The inhabitants of Puerto Rico represent a mix of races, cultures, languages, and religions. They draw their heritage from the original native population, from Spanish royalists who sought refuge here, from African slaves imported to work the sugar plantations, and from other Caribbean islanders who have come here seeking jobs. The Spanish they speak is a mix, too, with many words borrowed from the pre-Columbian Amerindian tongue as well as English. Even the Catholicism they practice incorporates some Taíno and African traditions.

Nearly four million people live on the main island, making it one of the most densely populated islands in the world. It has an average of about 1,000 people per square mile, a ratio higher than that of any of the 50 states. There are nearly as many Puerto Ricans living stateside as there are on the island. If they were to all return home, the island would be so crowded that there would be virtually no room for them to live.

When the United States acquired the island in 1898, most Puerto Ricans worked in agriculture; today most jobs are industrial. One-third of Puerto Rico's population is concentrated in the San Juan metropolitan area.

When the Spanish forced the Taíno peoples into slavery, virtually the entire indigenous population was decimated, except for a few Amerindians who escaped into the remote mountains. Eventually they intermarried with the poor Spanish farmers and became known as jíbaros. Because of industrialization and migration to the cities, few jíbaros remain.

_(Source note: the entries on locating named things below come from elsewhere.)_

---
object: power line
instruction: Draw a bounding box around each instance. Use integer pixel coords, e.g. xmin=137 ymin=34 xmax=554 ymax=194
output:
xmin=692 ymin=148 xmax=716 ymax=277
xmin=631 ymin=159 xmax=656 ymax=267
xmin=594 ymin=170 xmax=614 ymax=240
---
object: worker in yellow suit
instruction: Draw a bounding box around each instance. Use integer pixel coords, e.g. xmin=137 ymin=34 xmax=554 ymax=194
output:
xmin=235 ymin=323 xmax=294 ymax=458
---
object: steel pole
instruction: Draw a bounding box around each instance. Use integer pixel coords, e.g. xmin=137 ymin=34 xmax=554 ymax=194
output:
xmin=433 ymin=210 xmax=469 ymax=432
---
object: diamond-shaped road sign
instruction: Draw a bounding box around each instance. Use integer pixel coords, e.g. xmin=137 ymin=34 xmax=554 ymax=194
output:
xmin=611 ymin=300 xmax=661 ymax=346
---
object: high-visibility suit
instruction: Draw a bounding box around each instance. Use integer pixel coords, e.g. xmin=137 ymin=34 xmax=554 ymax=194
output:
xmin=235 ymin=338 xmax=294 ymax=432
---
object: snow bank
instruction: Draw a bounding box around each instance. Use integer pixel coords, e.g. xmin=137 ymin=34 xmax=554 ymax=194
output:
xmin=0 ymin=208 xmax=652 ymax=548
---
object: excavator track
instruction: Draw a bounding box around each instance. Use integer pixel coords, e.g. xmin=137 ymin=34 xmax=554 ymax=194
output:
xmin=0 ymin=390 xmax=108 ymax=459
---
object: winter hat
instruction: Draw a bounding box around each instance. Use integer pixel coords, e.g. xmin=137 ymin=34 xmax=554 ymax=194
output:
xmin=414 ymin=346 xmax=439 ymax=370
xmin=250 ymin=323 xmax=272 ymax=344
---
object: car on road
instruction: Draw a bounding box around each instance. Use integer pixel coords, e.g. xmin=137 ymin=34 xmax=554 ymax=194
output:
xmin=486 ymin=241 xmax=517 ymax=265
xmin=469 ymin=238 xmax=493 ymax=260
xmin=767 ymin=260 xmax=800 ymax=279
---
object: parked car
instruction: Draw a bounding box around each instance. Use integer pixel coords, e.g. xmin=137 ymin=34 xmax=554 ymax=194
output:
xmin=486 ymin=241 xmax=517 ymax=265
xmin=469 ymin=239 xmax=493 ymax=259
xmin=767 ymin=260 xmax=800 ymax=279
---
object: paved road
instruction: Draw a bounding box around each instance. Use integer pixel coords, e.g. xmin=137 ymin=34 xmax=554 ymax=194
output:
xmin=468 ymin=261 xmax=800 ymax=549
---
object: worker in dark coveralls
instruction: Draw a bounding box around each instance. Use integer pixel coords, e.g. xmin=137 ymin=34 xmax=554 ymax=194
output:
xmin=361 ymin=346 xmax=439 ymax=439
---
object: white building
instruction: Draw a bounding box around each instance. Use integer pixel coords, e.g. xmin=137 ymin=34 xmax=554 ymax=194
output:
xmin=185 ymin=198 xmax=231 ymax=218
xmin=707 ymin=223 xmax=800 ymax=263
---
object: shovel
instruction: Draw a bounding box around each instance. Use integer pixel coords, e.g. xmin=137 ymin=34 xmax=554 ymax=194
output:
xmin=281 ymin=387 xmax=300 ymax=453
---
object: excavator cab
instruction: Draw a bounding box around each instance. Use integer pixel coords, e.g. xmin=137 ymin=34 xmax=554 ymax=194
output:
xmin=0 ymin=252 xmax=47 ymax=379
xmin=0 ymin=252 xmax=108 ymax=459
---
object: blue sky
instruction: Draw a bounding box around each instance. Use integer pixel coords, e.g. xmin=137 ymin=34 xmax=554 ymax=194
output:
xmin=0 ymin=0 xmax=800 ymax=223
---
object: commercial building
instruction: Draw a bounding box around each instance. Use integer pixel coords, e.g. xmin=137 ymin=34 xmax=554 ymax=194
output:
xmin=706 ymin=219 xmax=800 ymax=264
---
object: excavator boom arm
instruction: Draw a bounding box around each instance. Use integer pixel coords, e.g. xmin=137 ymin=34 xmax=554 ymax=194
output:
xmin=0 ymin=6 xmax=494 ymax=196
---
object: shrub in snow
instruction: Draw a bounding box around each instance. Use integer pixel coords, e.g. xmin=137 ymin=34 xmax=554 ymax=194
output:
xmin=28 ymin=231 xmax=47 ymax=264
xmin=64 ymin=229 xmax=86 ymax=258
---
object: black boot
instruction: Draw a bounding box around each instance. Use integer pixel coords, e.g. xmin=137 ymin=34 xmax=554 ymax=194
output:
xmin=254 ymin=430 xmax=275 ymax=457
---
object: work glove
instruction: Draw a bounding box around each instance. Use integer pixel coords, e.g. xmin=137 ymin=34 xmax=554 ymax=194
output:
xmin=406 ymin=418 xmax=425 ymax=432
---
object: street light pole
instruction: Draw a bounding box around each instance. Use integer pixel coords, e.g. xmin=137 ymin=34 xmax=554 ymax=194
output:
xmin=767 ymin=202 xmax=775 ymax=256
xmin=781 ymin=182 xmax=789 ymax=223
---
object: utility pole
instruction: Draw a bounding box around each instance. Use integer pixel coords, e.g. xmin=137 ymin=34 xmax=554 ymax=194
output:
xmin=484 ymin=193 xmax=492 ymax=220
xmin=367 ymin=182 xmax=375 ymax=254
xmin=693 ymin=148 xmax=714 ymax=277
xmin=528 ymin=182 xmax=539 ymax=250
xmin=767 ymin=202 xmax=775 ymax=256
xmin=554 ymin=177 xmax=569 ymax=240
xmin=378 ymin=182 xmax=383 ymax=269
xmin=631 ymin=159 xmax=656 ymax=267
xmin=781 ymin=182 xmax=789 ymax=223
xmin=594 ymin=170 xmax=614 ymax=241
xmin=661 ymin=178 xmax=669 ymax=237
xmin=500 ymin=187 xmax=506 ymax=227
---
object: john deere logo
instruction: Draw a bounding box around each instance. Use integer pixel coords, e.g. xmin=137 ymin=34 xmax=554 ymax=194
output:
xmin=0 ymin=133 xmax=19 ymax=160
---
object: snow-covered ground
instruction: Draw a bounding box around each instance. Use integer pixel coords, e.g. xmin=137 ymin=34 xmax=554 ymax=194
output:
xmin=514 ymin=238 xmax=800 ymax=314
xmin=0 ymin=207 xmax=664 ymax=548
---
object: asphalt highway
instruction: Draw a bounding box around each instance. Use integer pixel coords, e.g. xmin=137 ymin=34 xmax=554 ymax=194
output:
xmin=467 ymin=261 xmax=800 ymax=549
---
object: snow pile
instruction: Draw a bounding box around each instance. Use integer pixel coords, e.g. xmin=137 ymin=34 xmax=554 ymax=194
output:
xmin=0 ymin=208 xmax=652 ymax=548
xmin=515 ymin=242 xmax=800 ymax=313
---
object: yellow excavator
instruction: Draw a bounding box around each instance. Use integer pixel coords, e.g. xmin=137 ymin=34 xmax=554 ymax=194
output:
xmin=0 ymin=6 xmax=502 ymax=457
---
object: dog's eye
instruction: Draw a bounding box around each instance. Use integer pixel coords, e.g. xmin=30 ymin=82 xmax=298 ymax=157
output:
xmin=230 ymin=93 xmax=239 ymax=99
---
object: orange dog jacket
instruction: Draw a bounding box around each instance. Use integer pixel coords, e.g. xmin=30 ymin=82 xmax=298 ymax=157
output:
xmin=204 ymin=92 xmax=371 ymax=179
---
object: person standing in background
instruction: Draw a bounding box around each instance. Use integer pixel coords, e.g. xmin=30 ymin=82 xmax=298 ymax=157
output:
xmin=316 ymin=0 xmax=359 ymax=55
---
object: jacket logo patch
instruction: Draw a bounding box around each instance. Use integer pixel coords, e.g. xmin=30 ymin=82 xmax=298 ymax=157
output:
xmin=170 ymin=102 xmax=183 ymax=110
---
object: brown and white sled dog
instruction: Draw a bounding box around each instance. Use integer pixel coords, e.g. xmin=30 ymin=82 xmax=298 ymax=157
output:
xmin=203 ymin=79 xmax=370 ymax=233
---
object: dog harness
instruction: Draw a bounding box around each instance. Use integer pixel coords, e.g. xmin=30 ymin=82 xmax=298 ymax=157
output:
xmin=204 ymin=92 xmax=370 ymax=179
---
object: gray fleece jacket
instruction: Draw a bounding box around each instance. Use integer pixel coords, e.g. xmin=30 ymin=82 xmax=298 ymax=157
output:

Besides the slaves imported from Africa to work on the plantations, other ethnic groups joined the island's racial mix. Fleeing Simón Bolívar's independence movements in South America, Spanish loyalists headed to Puerto Rico -- a fiercely conservative Spanish colony during the early 1800s. French families also flocked here from both Louisiana and Haiti, as changing governments or violent revolutions turned their worlds upside down. As word of the rich sugar-cane economy reached economically depressed Scotland and Ireland, many farmers from those countries also journeyed to Puerto Rico in search of a better life.

During the mid-19th century, labor was needed to build roads. Initially, Chinese workers were imported for this task, followed by workers from countries such as Italy, France, Germany, and even Lebanon. American expatriates came to the island after 1898. Long after Spain had lost control of Puerto Rico, Spanish immigrants continued to arrive on the island. The most significant new immigrant population arrived in the 1960s, when thousands of Cubans fled from Fidel Castro's communist state. The latest arrivals in Puerto Rico have come from the Dominican Republic.

Islanders are most known for their contributions to popular music, and visitors here will no doubt see why. Sometimes, the whole island seems to be dancing. It's been that way since the Taínos, with music an important aspect of their religious and cultural ceremonies.

The latest musical craze born in Puerto Rico is reggaeton, an infectious blend of rap, reggae, and island rhythms, often accompanied by x-rated hip shaking. Daddy Yankee put the music on the world map with his hit "Gasolina"; other well-known island artists in the genre are the duo Wisin y Yandel and Don Omar. Vico C is a local rapper credited with being a pioneer for today's reggaeton stars.

Puerto Rico is still dominated by salsa, a mix of African, Caribbean, and North American rhythms. Salsa bands tend to be full orchestras, with brass sections and several percussionists. The beat is infectious and nonstop, but salsa dancing is all about smooth gyrations and style.

The late Tito Puente, a Latin Jazz master, was instrumental in the development of the music along with singer Ismael Miranda. Puerto Rican salsa won world-wide fame in the late 1970s and early 1980s through groups such as the Fania All Stars, who paired Héctor Lavoe, Rubén Blades and Willie Colón, and El Gran Combo, who still performs today after 40 years together. Famous contemporary practitioners are Gilberto Santa Rosa and Marc Anthony. Actress and singer Jennifer López, Anthony's wife, is another of Puerto Rico's most famous descendants. Their pet project, the biopic "El Cantante," based on Lavoe's life, was filmed in Puerto Rico and New York in 2007.

Jennifer López is not the only borinqueña to make a mark on the world stage: a total of four Puerto Rican women have won the Miss Universe competition, most recently Zuleyka Rivera in 2006.

The most famous Puerto Rican singer, however, is pop star Ricky Martin, who continues to be a hometown favorite and sells out shows during his frequent island performances.

Puerto Ricans have also made their mark in professional sports, particularly baseball. The most famous, of course, was Roberto Clemente, who is still a local legend and a role model for young ball players. Current professional baseball players from Puerto Rico include Jorge Posada; Carlos Delgado; Carlos Beltrán; Iván Rodríguez; and the Molina brothers, Bengie and Yadier.